The Computer Vision on Pedestrian Behavior Project aims to analyze and understand the patterns and dynamics of pedestrian movements in various environments using advanced computer vision techniques. By deploying state-of-the-art image and video analysis, this project seeks to identify common behaviors, predict movements, and assess the interactions between pedestrians and their surroundings. The insights gained could be pivotal for enhancing urban planning, improving public safety, and developing autonomous vehicle systems that are better equipped to navigate complex human environments. Moreover, the project's findings have the potential to contribute to the design of smarter, more responsive pedestrian networks in smart cities.
Misinformation can spread because of contradictory evidence in research articles, particularly when predatory venues are considered. In 2020, COVID-19-related research constituted 4% of the world's research papers, making it difficult for researchers and public health officials to remain informed. Moreover, in these articles, there is a substantial amount of contradictory COVID-19-related research published. One article may state an item as incorrect even though hundreds of other articles state it as correct. Hence, to fully understand the research, it is important to understand the scientific consensus of specific arguments (e.g., how many papers make each pro and con argument for a specific claim). For this project, given a specific research topic, we will explore retrieval-augmented large language models to 1) extract claims from research articles, 2) match the claims that state the same argument, and 3) match claims that state the opposite/contradictory argument.
The Smart City Path Planning with Maximum Shade project leverages digital twin technology to optimize pedestrian routes for maximum shade coverage. This innovative approach utilizes 3D city modeling and solar trajectory analysis to identify and recommend the coolest paths for city dwellers. Aimed at enhancing urban liveability and promoting eco-friendly transport, the project is instrumental for urban developers in strategically planning green spaces and pedestrian-friendly infrastructure. It's a step towards sustainable urban living, providing a dual benefit of comfort for pedestrians and data-driven insights for city enhancement.

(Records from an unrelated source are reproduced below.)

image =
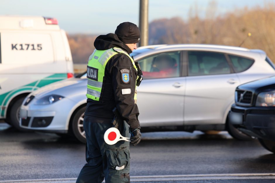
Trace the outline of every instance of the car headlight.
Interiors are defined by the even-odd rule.
[[[275,106],[275,90],[260,93],[257,97],[256,106]]]
[[[57,95],[51,95],[43,97],[38,99],[35,103],[35,105],[48,105],[60,100],[64,97]]]

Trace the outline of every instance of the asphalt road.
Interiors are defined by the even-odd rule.
[[[132,182],[275,182],[275,155],[256,140],[239,141],[223,132],[142,137],[130,147]],[[0,182],[75,182],[85,163],[85,149],[73,139],[19,132],[0,123]]]

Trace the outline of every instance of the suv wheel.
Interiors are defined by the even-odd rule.
[[[72,130],[74,136],[82,143],[86,143],[85,131],[83,128],[84,113],[86,106],[79,109],[75,114],[72,122]]]
[[[261,144],[266,149],[275,153],[275,142],[262,139],[258,140]]]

Objective: Develop a system that leverages Large Language Models to provide real-time, intelligent customer support across various digital platforms (e.g., web chat, social media, and email). This project aims to create an automated customer support system that utilizes the capabilities of LLMs in NLP to understand customer queries in natural language, process them, and deliver accurate, context-aware responses. By integrating LLMs, the system will be able to handle a broad spectrum of inquiries, ranging from simple FAQ-type questions to more complex troubleshooting and personalized advice. The system will also learn from each interaction, improving its accuracy and efficiency over time. The goal is to enhance customer satisfaction by reducing response times and improving the quality of support, while simultaneously decreasing the workload on human customer service representatives.
As large organizations are fine-tuning company-specific models for their employees, security is becoming more critical. Specifically, not all knowledge should be accessible to all employees. Moreover, it is infeasible to train large models for every sub-group within the organization because limiting the training data could reduce the model’s performance, and tracking thousands of models would be infeasible to scale. Hence, for this project, students will work to implement an access control system within LLMs such that user information (e.g., username, department, etc.) and the organizations current access control rules can be considered before providing a user with a generation. The goal is to develop an end-to-end system that handles access control that is also robust to adversarial attacks.
The Housing Price Prediction Project aims to develop a machine learning model that can accurately forecast the market value of residential properties based on a range of features such as location, size, number of bedrooms, amenities, and historical sales data. Utilizing various regression techniques and data preprocessing methods, this project will analyze and learn from a comprehensive dataset of housing transactions. The goal is to provide potential buyers and sellers with insightful predictions to make informed decisions in the real estate market. By leveraging advanced algorithms and predictive analytics, the project seeks to enhance transparency, efficiency, and fairness in property valuation, ultimately benefiting both real estate professionals and consumers.
The FaceDeep Detection Project aims to develop an advanced facial recognition system that leverages deep learning algorithms to accurately identify and verify individuals in various settings. This project focuses on enhancing security measures, streamlining authentication processes, and improving user experience across digital platforms. By training the model on a diverse dataset of facial images, the system will be capable of detecting subtle facial features and expressions with high precision, even in challenging conditions such as varying lighting, angles, and occlusions. The outcome of this project will be a robust, scalable solution that can be integrated into security systems, personal devices, and access control mechanisms, providing a seamless and secure method of identity verification.
The Identification of Heat Islands in the City of San Antonio Downtown project seeks to utilize machine learning algorithms and digital twin technology to identify and analyze heat island phenomena within the downtown area. By leveraging datasets encompassing environmental factors, urban infrastructure, and geographical features, this project aims to develop predictive models capable of pinpointing areas prone to heat islands. Through the integration of machine learning techniques and digital twin simulations, the project endeavors to provide insights into the underlying causes of heat islands and propose potential mitigation strategies. The outcomes of this research could inform urban planners, policymakers, and stakeholders in implementing measures to alleviate the impacts of heat islands and enhance the overall livability and sustainability of urban environments.